Postseason failures happen all the time. I have sympathy for the college kids. You can’t always bring your A-game in a one-and-done situation. That’s life. Does that totally negate regular season accomplishments? Certainly not, but what happens in March counts on the ledger as well.
Portis is one of my favorite Arkansas players of all time, but I haven’t given him a free pass for March failures either. He couldn’t get a game winner against USC that might have given us a chance at an NCAAT. He suddenly couldn’t make a shot after the first round of the SECT last season. Had he played lights out in March, would the atmosphere around CMA and the basketball program be improved? Almost certainly yes.
Joe definitely should have taken the contract with Atlanta. 99% of NBA players would have done the exact same thing. As I said, I’m not criticizing him for taking it. Nonetheless, he got lucky. The organization pretty much had no choice but to pay more for the same results or get worse. Problem is that they paid more for worse results. That contract came up in Atlanta this week in the Horford situation in the debate over whether to hamstring the organization for years with an aging player in order to tread water or to move on. That contract is never held up as the exemplar of a smart move by the organization.

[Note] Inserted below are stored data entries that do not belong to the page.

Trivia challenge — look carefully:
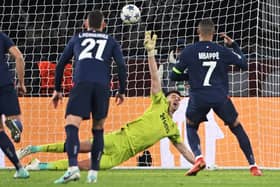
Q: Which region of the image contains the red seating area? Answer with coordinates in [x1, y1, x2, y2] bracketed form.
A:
[38, 61, 73, 95]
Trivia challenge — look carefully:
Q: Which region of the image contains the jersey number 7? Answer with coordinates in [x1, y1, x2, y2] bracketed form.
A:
[202, 61, 217, 86]
[79, 38, 107, 61]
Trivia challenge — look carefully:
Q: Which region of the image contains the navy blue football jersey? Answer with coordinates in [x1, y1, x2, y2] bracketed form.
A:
[0, 32, 15, 87]
[171, 41, 247, 102]
[55, 30, 127, 94]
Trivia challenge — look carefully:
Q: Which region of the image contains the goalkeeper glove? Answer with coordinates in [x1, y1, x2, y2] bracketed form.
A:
[144, 31, 157, 57]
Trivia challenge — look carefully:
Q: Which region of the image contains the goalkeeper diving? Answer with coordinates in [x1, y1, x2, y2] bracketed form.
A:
[18, 31, 195, 173]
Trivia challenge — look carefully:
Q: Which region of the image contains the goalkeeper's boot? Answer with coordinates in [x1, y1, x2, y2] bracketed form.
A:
[250, 165, 262, 176]
[14, 167, 30, 179]
[16, 145, 35, 160]
[87, 170, 98, 183]
[54, 166, 80, 184]
[185, 157, 206, 176]
[25, 158, 40, 171]
[5, 119, 21, 143]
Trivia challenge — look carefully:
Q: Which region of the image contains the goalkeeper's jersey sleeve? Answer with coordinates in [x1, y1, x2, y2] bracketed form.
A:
[121, 91, 181, 154]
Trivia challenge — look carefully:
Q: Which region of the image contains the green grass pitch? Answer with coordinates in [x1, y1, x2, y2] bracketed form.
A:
[0, 169, 279, 187]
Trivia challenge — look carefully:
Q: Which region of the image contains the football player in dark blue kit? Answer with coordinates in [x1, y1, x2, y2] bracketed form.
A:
[52, 10, 127, 184]
[170, 19, 262, 176]
[0, 32, 29, 178]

You can’t have it both ways. Excuse him for taking the money that limits what moves the organization can make, and excuse personal underperformance in the playoffs because he didn’t have enough talent around him. There is some myth among Arkansas fans that Hawk’s fans should appreciate Joe for “bringing them back to relevance.” Atlanta was 93 - 153 in his first three seasons. He was a playoff-quality starter that began getting to the playoffs when other playoff quality-starters like Horford, Josh Smith, Marvin Williams, Mike Bibby, and Jamal Crawford were added. It’s not like Joe was ever a Lebron-type anchor carrying the organization, though he ended up getting paid like one.

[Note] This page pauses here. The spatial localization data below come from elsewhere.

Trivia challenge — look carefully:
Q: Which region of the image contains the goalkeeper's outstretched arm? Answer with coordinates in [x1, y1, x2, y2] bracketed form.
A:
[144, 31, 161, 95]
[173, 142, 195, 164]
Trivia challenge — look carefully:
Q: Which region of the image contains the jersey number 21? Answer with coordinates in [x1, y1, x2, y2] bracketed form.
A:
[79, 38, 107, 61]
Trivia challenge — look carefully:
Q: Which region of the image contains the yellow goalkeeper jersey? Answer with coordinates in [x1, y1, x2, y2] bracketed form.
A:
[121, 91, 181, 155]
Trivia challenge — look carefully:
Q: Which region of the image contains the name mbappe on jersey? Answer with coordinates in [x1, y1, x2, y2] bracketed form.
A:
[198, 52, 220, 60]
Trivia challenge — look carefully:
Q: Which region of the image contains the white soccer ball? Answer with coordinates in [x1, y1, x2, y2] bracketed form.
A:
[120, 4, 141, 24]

Their best Joe team was in 2010 when they won 53 games. They got blown out in four straight games by 59-win Orlando in the second round. Johnson, he of the getting paid $20 million per year to play basketball, went 4 of 11, 5 of 16, 3 of 15, and 5 of 15 in that series. Is it really unreasonable to expect more than that at the most important time of the year, even if a championship is not in the cards? That team and Joe were not hopelessly outmanned in that series, but they certainly folded like a cheap suit. By this time I had seen it too often from Johnson.
Atlanta then slid back to 44 and 40 wins in the weak East with Johnson as one of the highest paid players in the league. After the money he was paid, just how much respect is owed to Johnson from Atlanta fans? He was overcompensated for the results that he brought. The 70’s Hubie Brown teams with John Drew and Dan Roundfield were better. The 80’s Doc and Dominique teams were much better and infinitely funner to watch. The 90’s Mookie, Smitty, and Dikembe teams were better. The 10’s Teague, Korver, Horford, Millsap teams were better and infinitely funner to watch.

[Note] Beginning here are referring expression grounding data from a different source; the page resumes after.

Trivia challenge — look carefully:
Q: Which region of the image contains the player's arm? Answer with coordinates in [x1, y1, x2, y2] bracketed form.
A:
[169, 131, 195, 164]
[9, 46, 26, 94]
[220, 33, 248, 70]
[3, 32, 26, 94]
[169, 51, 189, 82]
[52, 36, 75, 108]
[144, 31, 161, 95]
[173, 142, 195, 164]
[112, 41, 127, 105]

No, it didn’t work out for West after they ran into OKC. But, he gave it a shot on a team that had a real chance to win it all. I guessed you missed it, but he was in the frontline rotation and started 16 games on a team that won 67 games this season. You darned well know that San Antonio had a much, much better shot at winning it all than Bosh-less Miami. As I said, maybe it wasn’t the smart move, but the passion to go for the ring is something I can respect.